Thank you very much for your letter, I was very glad to hear from you. Fred has just been away for a fortnight to Paris and Nancy, he has returned safely and is quite well. He saw Ethelwyn and Courtney in London, I daresay you have heard that Courtney had returned ill and was in hospital in London, he had neuritis nervous exhaustion and his wounded hand was not recovered. Ethelwyn has been staying with Polly to be near him. He is much better now and they have both returned to Exmouth. I hope he will be allowed long enough sick leave to get up his strength properly. I saw the account in the paper of the sad death of Cyril’s Colonel from overwork, this war is very trying for the nerves of any not very strong, but I should think the home work might be divided so as not to injure anyone but, of course, each one tries to do all he can and sometimes more.

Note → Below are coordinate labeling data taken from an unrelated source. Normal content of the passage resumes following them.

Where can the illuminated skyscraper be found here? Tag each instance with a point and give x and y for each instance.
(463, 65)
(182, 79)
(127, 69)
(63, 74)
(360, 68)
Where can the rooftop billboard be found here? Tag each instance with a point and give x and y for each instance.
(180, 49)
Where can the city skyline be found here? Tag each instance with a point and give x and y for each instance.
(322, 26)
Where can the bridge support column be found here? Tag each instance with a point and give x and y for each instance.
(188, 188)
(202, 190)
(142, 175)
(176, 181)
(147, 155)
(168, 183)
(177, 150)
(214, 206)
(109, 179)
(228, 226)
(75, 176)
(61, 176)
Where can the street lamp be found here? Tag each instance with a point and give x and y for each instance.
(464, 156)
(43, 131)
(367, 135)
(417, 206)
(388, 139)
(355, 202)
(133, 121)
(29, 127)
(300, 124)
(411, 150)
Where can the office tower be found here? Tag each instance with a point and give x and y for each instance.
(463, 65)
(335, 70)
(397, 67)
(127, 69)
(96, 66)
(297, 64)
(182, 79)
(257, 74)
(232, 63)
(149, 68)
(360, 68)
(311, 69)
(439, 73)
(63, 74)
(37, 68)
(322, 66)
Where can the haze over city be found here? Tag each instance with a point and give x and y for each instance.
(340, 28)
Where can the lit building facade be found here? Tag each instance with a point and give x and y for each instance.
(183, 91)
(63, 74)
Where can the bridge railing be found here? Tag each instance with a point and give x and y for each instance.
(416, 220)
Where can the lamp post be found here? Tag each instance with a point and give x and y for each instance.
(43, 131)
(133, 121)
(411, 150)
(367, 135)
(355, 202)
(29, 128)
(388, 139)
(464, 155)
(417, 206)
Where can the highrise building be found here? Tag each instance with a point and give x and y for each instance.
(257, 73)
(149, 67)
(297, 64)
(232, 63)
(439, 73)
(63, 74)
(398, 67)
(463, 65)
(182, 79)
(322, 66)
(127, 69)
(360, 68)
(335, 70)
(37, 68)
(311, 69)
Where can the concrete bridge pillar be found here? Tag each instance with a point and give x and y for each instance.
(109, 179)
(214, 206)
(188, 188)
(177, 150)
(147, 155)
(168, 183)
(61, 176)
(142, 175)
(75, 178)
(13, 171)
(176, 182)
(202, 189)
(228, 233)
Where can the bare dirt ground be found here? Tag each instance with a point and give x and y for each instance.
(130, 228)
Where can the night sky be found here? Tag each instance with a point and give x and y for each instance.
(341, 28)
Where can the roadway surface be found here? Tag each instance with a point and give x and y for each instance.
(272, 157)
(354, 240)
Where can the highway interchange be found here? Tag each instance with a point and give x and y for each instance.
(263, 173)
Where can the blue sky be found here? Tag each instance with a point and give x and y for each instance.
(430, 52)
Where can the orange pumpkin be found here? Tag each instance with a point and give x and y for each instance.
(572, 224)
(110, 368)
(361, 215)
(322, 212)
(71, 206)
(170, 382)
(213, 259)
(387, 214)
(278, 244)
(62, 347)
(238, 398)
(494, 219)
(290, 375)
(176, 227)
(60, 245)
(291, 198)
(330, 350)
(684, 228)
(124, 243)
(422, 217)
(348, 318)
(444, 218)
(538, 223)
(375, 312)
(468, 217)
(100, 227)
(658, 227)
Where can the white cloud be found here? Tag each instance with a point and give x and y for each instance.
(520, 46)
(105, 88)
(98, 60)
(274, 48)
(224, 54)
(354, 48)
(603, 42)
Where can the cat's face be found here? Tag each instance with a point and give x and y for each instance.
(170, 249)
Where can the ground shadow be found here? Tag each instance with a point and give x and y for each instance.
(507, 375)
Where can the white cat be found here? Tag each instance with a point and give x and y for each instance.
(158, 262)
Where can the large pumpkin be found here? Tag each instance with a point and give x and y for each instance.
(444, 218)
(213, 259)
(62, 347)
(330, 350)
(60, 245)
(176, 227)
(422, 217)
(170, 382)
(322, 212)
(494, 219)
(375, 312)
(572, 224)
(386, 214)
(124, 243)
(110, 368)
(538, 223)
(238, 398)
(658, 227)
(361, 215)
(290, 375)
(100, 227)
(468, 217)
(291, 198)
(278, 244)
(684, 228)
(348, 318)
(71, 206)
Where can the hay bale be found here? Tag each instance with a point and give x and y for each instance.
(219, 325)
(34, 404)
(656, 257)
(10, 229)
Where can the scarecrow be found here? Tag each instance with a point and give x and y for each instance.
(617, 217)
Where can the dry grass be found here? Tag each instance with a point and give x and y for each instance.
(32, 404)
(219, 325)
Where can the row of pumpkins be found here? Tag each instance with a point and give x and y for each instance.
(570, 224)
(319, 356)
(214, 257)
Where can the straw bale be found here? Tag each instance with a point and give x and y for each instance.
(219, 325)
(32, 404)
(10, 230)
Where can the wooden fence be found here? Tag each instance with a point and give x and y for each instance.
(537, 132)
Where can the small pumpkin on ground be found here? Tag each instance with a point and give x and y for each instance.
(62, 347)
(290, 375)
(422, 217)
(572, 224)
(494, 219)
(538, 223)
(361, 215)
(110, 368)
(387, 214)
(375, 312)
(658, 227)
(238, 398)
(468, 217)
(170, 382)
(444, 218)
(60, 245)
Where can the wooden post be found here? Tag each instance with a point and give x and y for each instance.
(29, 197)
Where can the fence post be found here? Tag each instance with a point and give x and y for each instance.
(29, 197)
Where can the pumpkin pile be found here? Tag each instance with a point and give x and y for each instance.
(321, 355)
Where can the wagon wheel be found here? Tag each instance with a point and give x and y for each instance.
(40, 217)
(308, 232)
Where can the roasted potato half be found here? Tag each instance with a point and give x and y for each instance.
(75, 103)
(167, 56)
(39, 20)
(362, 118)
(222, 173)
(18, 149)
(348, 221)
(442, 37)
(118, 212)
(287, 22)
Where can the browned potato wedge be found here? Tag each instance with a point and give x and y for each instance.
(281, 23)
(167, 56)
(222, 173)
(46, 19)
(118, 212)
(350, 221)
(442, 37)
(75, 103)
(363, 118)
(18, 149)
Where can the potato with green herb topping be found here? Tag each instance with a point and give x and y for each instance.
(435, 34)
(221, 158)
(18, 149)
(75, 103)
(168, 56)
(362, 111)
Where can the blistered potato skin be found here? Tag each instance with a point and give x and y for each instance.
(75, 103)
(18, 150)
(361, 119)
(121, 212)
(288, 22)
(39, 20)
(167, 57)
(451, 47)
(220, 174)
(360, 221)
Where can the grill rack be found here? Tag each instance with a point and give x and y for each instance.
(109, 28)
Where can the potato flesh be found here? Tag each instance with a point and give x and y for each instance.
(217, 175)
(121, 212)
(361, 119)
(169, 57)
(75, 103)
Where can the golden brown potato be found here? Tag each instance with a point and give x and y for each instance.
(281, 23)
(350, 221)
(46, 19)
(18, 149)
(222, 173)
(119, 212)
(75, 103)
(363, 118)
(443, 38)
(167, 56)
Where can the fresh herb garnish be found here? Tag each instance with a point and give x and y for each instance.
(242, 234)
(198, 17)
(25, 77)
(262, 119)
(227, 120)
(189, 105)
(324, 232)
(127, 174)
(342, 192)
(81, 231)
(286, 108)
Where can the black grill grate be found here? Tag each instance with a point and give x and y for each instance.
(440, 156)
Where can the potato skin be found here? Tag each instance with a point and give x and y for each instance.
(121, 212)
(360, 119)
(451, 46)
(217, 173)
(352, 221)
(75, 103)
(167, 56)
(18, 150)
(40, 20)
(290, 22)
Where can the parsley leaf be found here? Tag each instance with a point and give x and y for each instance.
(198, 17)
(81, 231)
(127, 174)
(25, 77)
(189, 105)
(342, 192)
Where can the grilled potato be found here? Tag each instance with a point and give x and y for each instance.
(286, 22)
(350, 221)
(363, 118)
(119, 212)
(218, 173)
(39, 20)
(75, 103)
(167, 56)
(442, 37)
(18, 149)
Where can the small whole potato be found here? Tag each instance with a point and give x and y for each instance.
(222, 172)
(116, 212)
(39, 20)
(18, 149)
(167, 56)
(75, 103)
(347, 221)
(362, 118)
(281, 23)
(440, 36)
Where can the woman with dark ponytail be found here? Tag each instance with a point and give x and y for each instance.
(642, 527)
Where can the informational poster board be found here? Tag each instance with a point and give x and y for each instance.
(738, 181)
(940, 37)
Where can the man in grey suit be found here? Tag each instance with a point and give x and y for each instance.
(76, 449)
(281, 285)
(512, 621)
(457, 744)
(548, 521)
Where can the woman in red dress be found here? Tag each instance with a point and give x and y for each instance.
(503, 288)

Archie has been to Boulogne replacing the Chaplain there for ten days, he has returned now. Do you know where Arthur is? We can get no news from Brussels, except now and then we meet someone who has heard. The Colonial and Cultural Society have had news once or twice from the Chaplain there, and we have had one or two opportunities of sending messages, and tried to send a letter through Holland, but have only once in five months heard from Hannah and do not know if she has received our messages. All the men under 55 are sent to be interned in Germany, their wives and children left in Brussels may write a pc once or twice a week to their husbands, but cannot communicate with relations in England or receive any money from them. It is a terrible state of things. Mr Hodson was released, being over the age. I had an indirect message, I don’t know how it came, through my brother Evelyn, that Annie specially requested no one would write to her. I believe people have been imprisoned for writing or receiving letters. You ought not to keep in England any Belgian men of military age. It is a very happy thing that all your girls are so usefully occupied and that May and Ethel can stay at home. I hope Kathleen will not be overworked.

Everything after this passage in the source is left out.